Touring the Mainberg Castle Grounds, Germany

On New Year’s Eve, after a very pleasant stay at the Martinshotel in close proximity, we decided to give our London visitor a little taste of one of Germany’s more 20.000 – 25.000 castles. No one knows exactly how many castles there really are in Germany. The estimate for Bavaria, my home state, is 5.000 castles alone.

We arrived at a locked gate, which had to be expected at this time of year. We were still able though to tour the grounds a bit.

Gunter Sachs, a German photographer, author, art collector and industrialist, was born in this castle. Gunter, also known as Gunter Sachs von Opel in his earlier days, was one of Germany’s most famous playboys in his days. He was also married to Brigitte Bardot in the 1960s.

Mainberg Castle, Germany

The castle park used to be a place of fun for some U.S. army soldiers in post-war Germany.

Mainberg Castle grounds

We enjoyed our view overlooking the Main River valley on this overcast morning.

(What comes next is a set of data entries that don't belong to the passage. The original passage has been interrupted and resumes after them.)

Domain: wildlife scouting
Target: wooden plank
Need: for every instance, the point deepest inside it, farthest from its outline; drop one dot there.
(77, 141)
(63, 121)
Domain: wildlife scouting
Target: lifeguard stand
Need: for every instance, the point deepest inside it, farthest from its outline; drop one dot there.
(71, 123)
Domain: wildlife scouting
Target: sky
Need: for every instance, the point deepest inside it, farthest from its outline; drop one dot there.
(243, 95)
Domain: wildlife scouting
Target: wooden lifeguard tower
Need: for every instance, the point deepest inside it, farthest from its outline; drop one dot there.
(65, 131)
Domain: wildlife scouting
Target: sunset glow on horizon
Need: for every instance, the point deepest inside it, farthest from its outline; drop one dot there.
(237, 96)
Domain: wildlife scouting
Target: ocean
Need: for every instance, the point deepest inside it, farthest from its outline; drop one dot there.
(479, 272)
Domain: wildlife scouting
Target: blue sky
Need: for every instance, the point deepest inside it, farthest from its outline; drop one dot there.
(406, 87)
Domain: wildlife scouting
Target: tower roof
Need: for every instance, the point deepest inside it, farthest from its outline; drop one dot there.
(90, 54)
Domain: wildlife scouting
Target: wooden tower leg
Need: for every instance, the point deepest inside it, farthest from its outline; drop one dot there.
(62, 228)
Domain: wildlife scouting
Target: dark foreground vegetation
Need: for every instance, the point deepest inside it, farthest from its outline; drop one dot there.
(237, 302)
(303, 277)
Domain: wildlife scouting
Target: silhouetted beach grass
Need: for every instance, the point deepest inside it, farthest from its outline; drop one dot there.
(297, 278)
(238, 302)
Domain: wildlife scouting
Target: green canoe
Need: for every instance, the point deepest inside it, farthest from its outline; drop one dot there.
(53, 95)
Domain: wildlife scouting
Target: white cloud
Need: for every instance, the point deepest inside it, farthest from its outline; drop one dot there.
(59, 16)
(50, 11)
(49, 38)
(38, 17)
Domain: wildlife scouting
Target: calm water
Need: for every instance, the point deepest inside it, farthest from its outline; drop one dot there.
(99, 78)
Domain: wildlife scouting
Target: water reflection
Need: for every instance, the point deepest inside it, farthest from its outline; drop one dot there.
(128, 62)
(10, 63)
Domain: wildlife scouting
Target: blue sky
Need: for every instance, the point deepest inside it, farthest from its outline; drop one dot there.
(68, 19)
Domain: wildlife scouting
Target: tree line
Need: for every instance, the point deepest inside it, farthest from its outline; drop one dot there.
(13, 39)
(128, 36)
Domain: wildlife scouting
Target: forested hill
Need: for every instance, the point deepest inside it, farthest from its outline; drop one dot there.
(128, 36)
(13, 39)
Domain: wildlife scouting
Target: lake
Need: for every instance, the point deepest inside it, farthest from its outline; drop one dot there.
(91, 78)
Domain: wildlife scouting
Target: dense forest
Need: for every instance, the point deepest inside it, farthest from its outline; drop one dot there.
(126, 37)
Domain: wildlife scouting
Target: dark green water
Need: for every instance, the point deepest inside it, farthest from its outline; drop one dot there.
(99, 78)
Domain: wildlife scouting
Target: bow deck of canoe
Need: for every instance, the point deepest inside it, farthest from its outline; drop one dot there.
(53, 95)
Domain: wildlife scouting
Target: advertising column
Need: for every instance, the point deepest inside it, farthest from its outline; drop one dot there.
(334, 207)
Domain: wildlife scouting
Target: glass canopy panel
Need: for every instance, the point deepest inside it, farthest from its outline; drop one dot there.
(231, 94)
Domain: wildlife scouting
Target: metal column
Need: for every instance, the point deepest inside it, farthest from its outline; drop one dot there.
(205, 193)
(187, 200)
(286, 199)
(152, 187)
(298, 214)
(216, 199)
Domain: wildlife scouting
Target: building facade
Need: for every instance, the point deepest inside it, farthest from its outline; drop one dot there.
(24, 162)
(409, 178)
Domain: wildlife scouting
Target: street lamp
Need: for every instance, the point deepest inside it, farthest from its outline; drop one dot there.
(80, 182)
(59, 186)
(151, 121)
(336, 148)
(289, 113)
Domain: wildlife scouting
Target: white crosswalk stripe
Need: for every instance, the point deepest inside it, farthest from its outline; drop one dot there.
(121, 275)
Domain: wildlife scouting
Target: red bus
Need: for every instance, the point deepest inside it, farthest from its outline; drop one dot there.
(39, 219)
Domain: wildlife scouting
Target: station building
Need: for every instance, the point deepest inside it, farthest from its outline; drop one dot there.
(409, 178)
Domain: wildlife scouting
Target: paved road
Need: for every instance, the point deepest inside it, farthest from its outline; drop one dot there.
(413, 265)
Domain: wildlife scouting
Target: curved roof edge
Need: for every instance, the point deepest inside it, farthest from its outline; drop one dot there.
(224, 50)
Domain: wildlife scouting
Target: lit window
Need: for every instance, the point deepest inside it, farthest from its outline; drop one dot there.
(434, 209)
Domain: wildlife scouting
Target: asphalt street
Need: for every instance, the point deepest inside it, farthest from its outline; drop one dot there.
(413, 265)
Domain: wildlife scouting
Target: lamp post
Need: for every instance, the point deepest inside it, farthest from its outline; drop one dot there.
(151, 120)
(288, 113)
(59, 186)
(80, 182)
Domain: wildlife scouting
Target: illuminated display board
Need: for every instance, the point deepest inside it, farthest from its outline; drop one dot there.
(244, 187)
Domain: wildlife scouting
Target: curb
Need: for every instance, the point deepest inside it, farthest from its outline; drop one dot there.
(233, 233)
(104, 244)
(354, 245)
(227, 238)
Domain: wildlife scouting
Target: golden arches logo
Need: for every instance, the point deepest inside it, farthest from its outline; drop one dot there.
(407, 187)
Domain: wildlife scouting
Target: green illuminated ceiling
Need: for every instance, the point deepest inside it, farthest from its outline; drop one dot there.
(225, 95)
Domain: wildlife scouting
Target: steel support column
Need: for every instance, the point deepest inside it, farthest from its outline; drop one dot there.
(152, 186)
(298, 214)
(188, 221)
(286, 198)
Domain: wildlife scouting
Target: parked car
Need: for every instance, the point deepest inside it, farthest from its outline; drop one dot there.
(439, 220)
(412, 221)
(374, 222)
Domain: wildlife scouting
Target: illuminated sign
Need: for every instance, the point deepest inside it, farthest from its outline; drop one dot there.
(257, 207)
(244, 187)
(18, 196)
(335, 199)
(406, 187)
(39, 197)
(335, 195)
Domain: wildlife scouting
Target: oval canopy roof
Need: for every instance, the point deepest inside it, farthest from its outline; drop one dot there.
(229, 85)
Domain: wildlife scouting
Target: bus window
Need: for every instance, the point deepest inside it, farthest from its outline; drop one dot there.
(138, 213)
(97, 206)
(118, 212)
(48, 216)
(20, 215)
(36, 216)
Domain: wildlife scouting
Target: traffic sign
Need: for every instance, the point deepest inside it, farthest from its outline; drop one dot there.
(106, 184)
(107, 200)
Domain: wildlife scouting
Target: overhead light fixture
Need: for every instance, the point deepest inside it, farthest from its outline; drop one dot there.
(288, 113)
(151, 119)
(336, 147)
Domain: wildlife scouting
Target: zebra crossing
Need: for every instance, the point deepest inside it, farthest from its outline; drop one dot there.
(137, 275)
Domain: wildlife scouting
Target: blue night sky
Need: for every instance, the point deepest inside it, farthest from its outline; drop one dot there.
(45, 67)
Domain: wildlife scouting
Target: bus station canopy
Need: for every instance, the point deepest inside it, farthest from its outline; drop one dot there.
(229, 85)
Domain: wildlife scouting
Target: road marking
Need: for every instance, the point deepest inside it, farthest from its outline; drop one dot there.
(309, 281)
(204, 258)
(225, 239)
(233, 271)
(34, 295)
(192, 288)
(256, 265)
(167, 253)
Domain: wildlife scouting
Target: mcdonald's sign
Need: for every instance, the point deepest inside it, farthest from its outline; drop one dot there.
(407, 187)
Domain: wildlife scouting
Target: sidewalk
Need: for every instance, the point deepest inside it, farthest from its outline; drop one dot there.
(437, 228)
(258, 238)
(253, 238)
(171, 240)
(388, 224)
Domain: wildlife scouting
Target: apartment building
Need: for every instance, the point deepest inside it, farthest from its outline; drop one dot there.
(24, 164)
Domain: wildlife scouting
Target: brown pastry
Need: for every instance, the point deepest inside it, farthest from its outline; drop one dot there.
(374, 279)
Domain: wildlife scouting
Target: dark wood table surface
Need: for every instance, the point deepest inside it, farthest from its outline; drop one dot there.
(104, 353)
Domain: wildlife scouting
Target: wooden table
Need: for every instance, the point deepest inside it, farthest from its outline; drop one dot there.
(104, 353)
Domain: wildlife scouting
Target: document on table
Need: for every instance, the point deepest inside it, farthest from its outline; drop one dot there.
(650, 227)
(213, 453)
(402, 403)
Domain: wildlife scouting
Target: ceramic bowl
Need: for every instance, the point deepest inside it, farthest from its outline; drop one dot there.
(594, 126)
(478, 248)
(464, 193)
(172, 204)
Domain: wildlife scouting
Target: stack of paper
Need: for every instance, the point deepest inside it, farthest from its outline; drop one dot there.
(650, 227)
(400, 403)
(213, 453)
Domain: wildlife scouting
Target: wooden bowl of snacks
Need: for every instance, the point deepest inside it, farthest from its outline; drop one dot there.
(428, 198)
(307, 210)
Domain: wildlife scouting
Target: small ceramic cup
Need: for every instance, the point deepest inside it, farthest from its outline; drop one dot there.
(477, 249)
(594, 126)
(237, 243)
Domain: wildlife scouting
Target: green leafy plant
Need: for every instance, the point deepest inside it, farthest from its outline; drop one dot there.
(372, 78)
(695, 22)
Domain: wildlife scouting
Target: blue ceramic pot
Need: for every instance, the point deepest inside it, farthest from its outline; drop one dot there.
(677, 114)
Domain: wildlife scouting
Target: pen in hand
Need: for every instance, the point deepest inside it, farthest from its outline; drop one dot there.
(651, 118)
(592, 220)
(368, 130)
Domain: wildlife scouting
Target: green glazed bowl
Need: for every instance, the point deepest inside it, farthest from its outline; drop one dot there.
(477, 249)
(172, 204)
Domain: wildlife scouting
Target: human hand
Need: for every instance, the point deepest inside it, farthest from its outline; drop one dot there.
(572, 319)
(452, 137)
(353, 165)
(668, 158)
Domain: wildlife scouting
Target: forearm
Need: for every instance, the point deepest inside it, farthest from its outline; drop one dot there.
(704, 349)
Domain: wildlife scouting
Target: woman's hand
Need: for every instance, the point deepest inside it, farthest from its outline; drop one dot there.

The Main River in Lower Franconia

Last, but not least, for all of you, who remember the nuclear power plant… Luke & Duke are still standing. The plant was in operation from 1982 – 2015, and then it was taken offline as part of the phase out policy for nuclear power in Germany.

This photo was taken from the castle on the hill.

Luke & Duke, the Nukes

Die Franken sind die Sanguiniker unter den Deutschen. – Theodor Heuss

(The Franconians are the sanguine among the Germans)

We will come back again.

Martinshotel Near Mainberg Castle, Germany

This Christmas holiday, while visiting my four siblings in my hometown area of lower Franconia, we decided to stay in this newly renovated historic building, which was turned into a hotel in 2021.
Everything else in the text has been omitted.